Four Thoughts From Offensive Coordinator Jim Chaney


Arkansas offensive coordinator Jim Chaney spoke with the media after Tuesday's practice.

It was the Razorbacks' seventh workout this spring.

Below are four highlights from his post-practice press conference:

(On what he saw from the Arkansas QBs during last Saturday's scrimmage) "Some inconsistency. It’s obvious we’re running some different concepts they’re not familiar with, so it’s a continual process of getting them familiar with the concepts in the passing game. Some of the things that we’ve done that they’re familiar with in the past, with the old regime’s passing game, they seem pretty good with. But some of the new things that we brought in with us, they struggled with a little bit. The on-target percentage is a little down. The brain’s thinking a lot, so their motions are moving a little slow.
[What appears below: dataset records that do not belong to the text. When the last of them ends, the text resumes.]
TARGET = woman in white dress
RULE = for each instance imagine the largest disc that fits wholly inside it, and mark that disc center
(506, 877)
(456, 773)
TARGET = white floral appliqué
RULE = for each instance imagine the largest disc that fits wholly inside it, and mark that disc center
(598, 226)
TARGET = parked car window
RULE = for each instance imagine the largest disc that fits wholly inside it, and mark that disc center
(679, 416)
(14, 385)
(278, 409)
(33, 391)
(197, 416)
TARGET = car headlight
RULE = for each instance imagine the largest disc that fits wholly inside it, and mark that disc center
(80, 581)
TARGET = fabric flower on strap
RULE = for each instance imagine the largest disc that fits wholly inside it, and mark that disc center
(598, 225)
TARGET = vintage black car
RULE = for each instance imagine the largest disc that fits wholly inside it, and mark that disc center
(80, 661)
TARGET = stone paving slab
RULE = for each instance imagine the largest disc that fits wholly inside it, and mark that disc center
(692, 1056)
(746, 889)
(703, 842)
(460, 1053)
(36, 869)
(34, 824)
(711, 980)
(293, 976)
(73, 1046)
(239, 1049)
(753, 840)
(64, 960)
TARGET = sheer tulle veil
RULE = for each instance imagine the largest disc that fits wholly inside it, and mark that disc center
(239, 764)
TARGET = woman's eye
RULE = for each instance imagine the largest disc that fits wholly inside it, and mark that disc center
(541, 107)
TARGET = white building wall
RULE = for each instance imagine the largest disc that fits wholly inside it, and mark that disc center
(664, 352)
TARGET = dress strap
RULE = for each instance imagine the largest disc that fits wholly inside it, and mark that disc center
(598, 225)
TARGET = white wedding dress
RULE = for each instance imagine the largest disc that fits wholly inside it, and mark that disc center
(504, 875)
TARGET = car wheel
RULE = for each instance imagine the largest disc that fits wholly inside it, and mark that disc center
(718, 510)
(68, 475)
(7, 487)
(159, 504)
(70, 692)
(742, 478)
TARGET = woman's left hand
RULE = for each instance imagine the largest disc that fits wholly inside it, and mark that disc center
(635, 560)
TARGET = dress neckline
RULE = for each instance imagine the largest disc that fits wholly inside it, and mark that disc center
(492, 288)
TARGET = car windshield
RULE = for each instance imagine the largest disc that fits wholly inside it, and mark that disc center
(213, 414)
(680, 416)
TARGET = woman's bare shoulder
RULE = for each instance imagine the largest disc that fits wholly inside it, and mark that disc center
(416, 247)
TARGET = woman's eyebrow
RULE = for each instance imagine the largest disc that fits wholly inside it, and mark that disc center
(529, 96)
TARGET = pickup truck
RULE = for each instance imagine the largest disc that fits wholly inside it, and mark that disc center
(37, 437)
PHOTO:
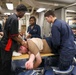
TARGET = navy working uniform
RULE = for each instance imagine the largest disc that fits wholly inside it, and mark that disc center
(7, 44)
(35, 31)
(62, 42)
(0, 28)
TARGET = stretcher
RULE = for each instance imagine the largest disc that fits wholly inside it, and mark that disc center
(26, 56)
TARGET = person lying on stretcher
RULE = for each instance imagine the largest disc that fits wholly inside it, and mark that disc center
(35, 46)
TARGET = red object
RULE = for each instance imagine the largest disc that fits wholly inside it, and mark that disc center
(8, 45)
(23, 49)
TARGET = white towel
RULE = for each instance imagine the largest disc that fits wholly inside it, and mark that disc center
(38, 43)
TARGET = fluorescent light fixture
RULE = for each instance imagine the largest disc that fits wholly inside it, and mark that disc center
(70, 11)
(7, 13)
(9, 5)
(40, 9)
(27, 13)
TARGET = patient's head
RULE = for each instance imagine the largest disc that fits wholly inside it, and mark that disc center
(23, 49)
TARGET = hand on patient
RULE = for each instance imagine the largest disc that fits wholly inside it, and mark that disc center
(29, 65)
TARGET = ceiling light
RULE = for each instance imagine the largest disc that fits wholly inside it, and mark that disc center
(70, 11)
(9, 5)
(40, 9)
(7, 13)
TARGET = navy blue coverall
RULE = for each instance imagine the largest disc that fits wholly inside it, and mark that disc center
(62, 43)
(35, 31)
(7, 44)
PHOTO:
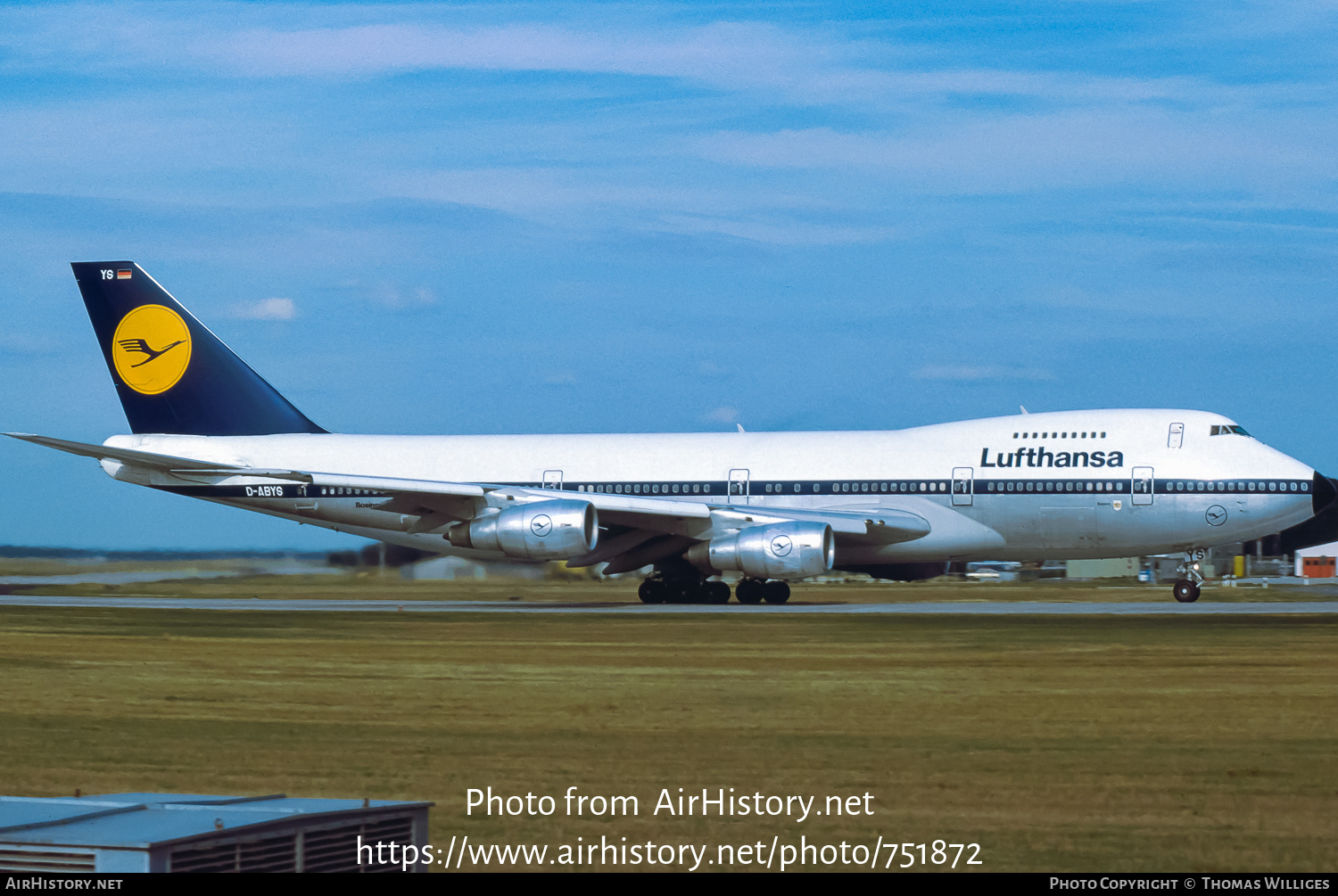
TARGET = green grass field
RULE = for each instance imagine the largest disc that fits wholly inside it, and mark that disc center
(1057, 744)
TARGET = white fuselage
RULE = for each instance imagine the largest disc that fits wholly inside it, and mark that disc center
(1065, 484)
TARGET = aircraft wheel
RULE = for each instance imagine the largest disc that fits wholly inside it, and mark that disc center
(653, 591)
(1185, 591)
(714, 593)
(748, 591)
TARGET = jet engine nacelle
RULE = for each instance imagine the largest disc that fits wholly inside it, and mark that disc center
(553, 530)
(779, 551)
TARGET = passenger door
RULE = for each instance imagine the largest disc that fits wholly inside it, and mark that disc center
(962, 489)
(738, 486)
(1143, 486)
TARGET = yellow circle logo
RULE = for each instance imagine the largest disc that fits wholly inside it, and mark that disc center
(152, 349)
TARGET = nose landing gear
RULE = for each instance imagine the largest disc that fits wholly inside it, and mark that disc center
(1187, 588)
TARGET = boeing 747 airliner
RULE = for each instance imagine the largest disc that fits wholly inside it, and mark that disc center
(773, 506)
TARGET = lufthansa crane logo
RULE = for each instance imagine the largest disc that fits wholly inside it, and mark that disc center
(152, 349)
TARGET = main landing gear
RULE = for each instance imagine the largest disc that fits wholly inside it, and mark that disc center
(684, 585)
(759, 590)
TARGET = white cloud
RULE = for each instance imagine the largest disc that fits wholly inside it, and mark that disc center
(267, 309)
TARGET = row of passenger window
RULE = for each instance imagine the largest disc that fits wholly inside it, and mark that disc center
(767, 489)
(1059, 435)
(1009, 486)
(649, 489)
(1247, 486)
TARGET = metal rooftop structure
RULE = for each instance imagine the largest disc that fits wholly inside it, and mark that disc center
(181, 832)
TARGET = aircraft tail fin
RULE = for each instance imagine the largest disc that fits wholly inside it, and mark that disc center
(173, 374)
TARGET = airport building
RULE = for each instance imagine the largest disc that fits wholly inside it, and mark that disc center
(174, 832)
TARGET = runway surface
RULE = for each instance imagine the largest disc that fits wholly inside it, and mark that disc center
(984, 609)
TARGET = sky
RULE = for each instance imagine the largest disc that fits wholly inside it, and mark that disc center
(653, 217)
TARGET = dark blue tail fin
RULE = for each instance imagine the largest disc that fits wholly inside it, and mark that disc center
(171, 374)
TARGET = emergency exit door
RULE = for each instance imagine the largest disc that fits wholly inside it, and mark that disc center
(962, 486)
(738, 486)
(1143, 486)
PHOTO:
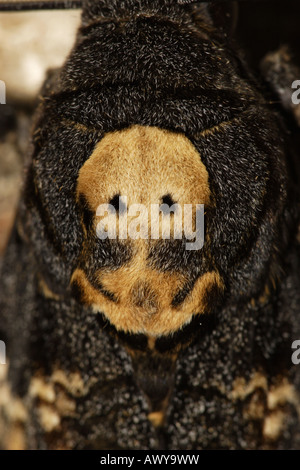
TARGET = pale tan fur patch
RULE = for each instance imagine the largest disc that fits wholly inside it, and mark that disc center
(268, 410)
(49, 417)
(274, 424)
(127, 316)
(144, 164)
(241, 389)
(283, 393)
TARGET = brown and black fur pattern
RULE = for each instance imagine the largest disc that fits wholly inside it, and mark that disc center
(95, 362)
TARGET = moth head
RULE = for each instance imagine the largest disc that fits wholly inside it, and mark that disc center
(141, 277)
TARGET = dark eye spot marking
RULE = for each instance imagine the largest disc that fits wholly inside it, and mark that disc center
(168, 200)
(118, 204)
(87, 214)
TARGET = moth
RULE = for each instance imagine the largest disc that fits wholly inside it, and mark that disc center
(131, 342)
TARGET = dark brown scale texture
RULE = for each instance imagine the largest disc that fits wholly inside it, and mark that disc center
(223, 381)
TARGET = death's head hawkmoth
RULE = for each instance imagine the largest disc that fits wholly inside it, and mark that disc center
(133, 339)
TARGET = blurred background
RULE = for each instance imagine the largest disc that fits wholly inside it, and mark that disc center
(31, 43)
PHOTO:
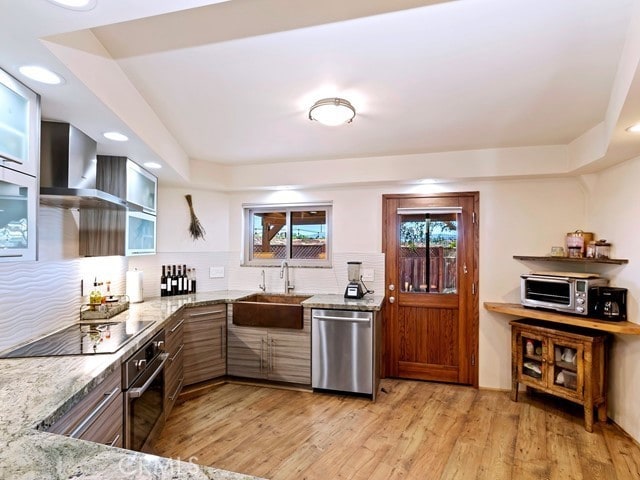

It’s the same old stuff. Familiarity is what we’re looking for. We just got to continue to do the same thing over and over and over again. Deliberate practicing, that’s what we’re trying to get done. But I was comfortable with both of them, how they competed. All of the kids went out and competed well and at the end of the day, they all made their mistakes and they all did some good things. Pretty much what we thought we’d see in the first scrimmage.”

(On how many steps it takes to become a physical offense) “Well, it takes a lot. It takes the makeup of the individuals on the football field. If their makeup isn’t such naturally, you’ve got to develop that. There’s a lot of things that go into that. But the mindset of smashing them, getting four yards and enjoying it is different than just smashing them. Some kids don’t enjoy the physical nature of the game of football. There’s been plenty of great players that haven’t enjoyed that. But what we’re trying to do is find those kids that do enjoy that and put them on the field and watch them enjoy it.”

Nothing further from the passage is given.